We have a conversation, me and the student. The student, in a private setting, gets to ask all the questions they want of me, and I do my best to answer them.

We explore and inquire together, how the practice can best support (and challenge) the student.

And I ask my students how things feel, where sensation is. Because I cannot know what their experience is unless I ask. I watch breath patterns to see where the energy is flowing, and so am listening and watching for ways to enhance that flow.

We are listening to each other at a deep level.

It takes effort, this listening. It cultivates awareness and focus. It asks us to dig past the basic “following of instructions” and to get curious. The student becomes more curious about their own body, breath, tendencies and patterns, and I get curious about how to best serve that student.

It’s harder in a group class, but I can still strive to set up this environment for a two-way conversation, among the group. I am just facilitating a conversation. Because the group of students is also communicating with each other. Which I think is pretty cool.

Home practice is also an opportunity to practice listening.

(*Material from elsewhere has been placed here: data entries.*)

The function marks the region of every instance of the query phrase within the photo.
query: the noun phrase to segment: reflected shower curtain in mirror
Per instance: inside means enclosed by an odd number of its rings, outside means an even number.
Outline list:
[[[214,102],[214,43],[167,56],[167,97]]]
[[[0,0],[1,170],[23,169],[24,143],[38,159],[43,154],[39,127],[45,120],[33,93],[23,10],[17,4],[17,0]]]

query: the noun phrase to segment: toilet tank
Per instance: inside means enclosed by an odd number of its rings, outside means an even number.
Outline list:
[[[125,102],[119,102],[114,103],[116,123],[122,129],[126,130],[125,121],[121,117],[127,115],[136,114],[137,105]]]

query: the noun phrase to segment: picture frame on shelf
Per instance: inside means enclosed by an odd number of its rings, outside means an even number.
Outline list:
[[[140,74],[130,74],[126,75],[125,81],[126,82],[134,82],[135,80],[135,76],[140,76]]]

At home, it’s just you and your mat.

Or you and your online yoga class.

Practicing at home with videos to guide is another chance to go within and listen carefully. You’ll find that you barely look up at the screen, if the verbal cues are clear. Try out this 16-min Quick Morning Practice (which is a free sample in my Grounded Flow class library) and see how much you can tune in, listen, feel your body, and experience your practice.

Morning Practice Childs Pose

Whether you practice completely on your own, or along with an online yoga class, I encourage you to LISTEN carefully and dig in. See what is there. Because once you learn to listen carefully to YOURSELF, then we can more easily take that listening into our relationships with others.

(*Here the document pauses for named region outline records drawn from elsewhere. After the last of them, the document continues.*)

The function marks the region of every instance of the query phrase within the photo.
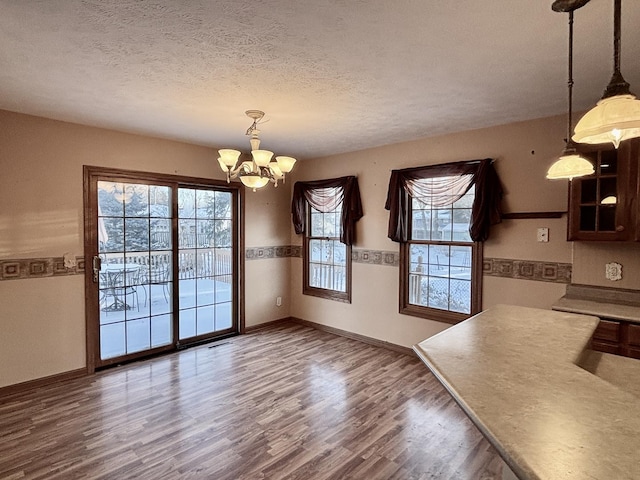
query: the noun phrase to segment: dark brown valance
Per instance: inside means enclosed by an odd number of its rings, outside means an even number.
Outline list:
[[[356,222],[362,218],[360,188],[356,177],[296,182],[293,186],[291,216],[297,234],[304,233],[307,224],[307,203],[321,212],[329,212],[342,204],[340,241],[353,245]]]
[[[443,182],[436,180],[429,185],[417,182],[441,177],[456,178]],[[411,196],[428,195],[432,198],[433,205],[451,205],[473,185],[476,186],[476,194],[469,233],[474,242],[483,242],[489,238],[489,227],[500,223],[502,213],[502,185],[492,159],[393,170],[385,204],[385,208],[389,210],[388,237],[394,242],[409,240]]]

If we can cultivate this skill in our yoga practice, maybe we can start to take it off the mat.

As we approach the holidays and family get togethers, there is a chance that many of us may encounter difficult conversations with family members on topics where we don’t see eye to eye. How can we navigate this, using the power of listening and curiosity that we’ve honed in our yoga practice?

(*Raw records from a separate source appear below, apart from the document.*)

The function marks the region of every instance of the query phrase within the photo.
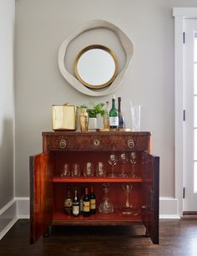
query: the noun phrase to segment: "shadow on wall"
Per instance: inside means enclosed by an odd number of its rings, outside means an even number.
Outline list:
[[[0,124],[0,209],[13,198],[13,120]]]

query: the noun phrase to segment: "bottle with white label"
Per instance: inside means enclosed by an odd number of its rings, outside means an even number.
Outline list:
[[[119,127],[119,111],[115,107],[115,95],[112,99],[112,108],[109,111],[110,129],[118,129]]]
[[[78,189],[74,189],[74,196],[73,199],[73,215],[77,217],[80,214],[80,203],[78,197]]]

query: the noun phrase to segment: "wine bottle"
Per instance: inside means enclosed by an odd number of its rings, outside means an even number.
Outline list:
[[[104,116],[104,128],[109,129],[109,103],[106,101],[106,108]]]
[[[67,197],[64,200],[64,213],[70,215],[72,213],[73,201],[70,194],[70,186],[67,187]]]
[[[89,202],[88,187],[85,188],[85,195],[83,197],[83,215],[84,217],[88,217],[90,215],[90,202]]]
[[[78,189],[74,188],[74,196],[73,199],[73,215],[77,217],[80,213],[79,199],[78,197]]]
[[[118,129],[119,127],[119,112],[115,108],[115,95],[112,99],[112,108],[109,111],[110,129]]]
[[[118,111],[119,111],[119,128],[125,128],[125,120],[121,110],[121,97],[118,98]]]
[[[90,188],[90,194],[89,194],[89,202],[90,202],[90,214],[96,213],[96,197],[93,193],[93,187],[91,187]]]
[[[81,197],[79,200],[79,204],[80,204],[80,213],[83,213],[83,197],[84,197],[84,194],[85,194],[85,188],[82,187],[81,188]]]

My mother told me about a framework called “Living Room Conversations.” Check out their website, where there are tons of resources for how to have those difficult conversations with those on the other side of the fence. There is a list of topics, rules for a structured conversation, and more.

Living Room Conversations

We have to be willing to go to the divide and have a conversation. We have the opportunity to re-weave the fabric of our communities with the belief that our differences can be a strength.

Linked on the “Living Room Conversations website is another great TED talk with Joan Blades and John Gable. They talk about how to “Free yourself from filter bubbles” and briefly go through the Living Room Conversations approach.

This approach involves inviting a friend with a differing viewpoint on a topic, and then inviting 2 friends each on each viewpoint, so there is a group of 6 people for a structured conversation.

You agree on some basic ground rules (think kindergarten), and there is some reflection and maybe some next steps.

This is a “deep listening process,” says Blades.

Print out the Home for the Holidays Conversation Guide. Perhaps it will help you get through that tough dinner, holiday party, or awkward moment and reach across the divide.

Solving the big and small issues of our time will not happen in one conversation. Back to the origins of this word again, “con” means “with” and “versa” means “to turn.” So we will have to keep staying WITH each other, turning things around this way and that, and try to find common ground.

Headlee says in her TED talk, “It comes down to be interested in other people. Be prepared to be amazed.